In 2007, Science announced Human Genetic Variation as the Breakthrough of the Year. “When I saw this article in Science,” Prof. Lee said, “I felt like there was finally some widespread acceptance of our findings in the general scientific community.”
“However, this came with different issues.” For example, he often received the response from the GWAS community that structural variation is interesting, but it is too difficult to incorporate into GWAS. “So, most association studies continued to focus on SNPs, which is a problem that persists to this very day.”

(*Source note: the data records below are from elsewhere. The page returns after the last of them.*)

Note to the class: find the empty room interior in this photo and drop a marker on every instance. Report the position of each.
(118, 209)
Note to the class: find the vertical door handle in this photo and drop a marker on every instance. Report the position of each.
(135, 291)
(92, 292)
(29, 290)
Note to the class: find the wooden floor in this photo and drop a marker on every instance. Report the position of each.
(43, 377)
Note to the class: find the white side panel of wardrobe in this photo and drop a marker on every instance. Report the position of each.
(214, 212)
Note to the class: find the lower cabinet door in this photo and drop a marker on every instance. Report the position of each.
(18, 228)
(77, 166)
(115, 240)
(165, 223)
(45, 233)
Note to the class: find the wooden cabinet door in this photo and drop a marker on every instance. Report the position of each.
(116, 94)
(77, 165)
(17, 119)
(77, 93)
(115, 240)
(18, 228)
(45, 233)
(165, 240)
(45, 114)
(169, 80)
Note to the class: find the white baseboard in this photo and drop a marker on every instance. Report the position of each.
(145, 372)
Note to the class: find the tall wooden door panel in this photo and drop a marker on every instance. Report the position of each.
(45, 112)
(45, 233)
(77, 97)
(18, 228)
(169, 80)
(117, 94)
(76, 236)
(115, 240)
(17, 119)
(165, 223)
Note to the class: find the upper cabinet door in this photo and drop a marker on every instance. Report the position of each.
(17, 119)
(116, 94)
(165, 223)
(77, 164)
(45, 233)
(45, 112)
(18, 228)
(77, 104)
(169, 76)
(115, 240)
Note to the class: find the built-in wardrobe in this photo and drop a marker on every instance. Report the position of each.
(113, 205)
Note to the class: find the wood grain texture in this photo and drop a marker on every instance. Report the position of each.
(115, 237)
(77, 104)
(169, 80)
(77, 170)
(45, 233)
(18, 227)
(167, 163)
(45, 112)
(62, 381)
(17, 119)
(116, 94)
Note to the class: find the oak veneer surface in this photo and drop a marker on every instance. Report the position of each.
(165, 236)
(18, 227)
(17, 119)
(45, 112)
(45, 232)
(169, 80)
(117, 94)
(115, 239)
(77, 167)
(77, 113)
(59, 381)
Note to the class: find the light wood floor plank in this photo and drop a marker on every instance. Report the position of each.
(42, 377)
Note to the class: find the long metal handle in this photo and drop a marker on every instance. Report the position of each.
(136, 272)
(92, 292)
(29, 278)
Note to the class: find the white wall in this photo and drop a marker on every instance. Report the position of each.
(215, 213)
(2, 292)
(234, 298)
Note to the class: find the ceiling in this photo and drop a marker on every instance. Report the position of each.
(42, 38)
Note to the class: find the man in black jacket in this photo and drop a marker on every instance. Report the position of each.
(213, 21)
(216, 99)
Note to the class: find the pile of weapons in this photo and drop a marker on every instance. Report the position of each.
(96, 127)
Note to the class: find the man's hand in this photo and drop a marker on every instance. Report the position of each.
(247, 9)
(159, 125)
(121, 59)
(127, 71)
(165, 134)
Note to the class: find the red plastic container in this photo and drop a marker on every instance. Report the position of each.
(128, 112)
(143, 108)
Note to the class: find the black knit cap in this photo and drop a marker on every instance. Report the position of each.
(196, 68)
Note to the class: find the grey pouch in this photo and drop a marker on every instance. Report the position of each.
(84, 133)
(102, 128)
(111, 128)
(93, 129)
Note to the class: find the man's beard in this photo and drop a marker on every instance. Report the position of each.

The findings in Iafrate et al. were based on, by today’s standards, a fairly small sample of 55 individuals profiled by array comparative hybridization array comprising ~12% of the genome (the study in Science reported results from 20 individuals using representational oligonucleotide microarray analysis). However, the impact on the field was anything but small. Part of the legacy of the studies was the establishment of the Database of Genomic Variants (originally the Genome Variation Database) that has now collected over 550,000 CNVs. The discovery that so many structural variants are present in our genomes, even in healthy individuals, opened up an entire field of study to understand the function of these variants, and much is still to be discovered (see for example a recent study on the impact of structural variation on human gene expression).
Prof. Scherer summed up the impact of the studies this way: “If you remember the fights between the public Human Genome Project and Celera Genomics, and them finger-pointing to the errors in each other’s assemblies, in many cases these were due to CNV and other structural variations. They had no idea these CNV variants existed. It was really the 2004 Nature Genetics and Science papers, coincident, pure discovery, that opened the eyes of the community and it took some longer than others to believe it.”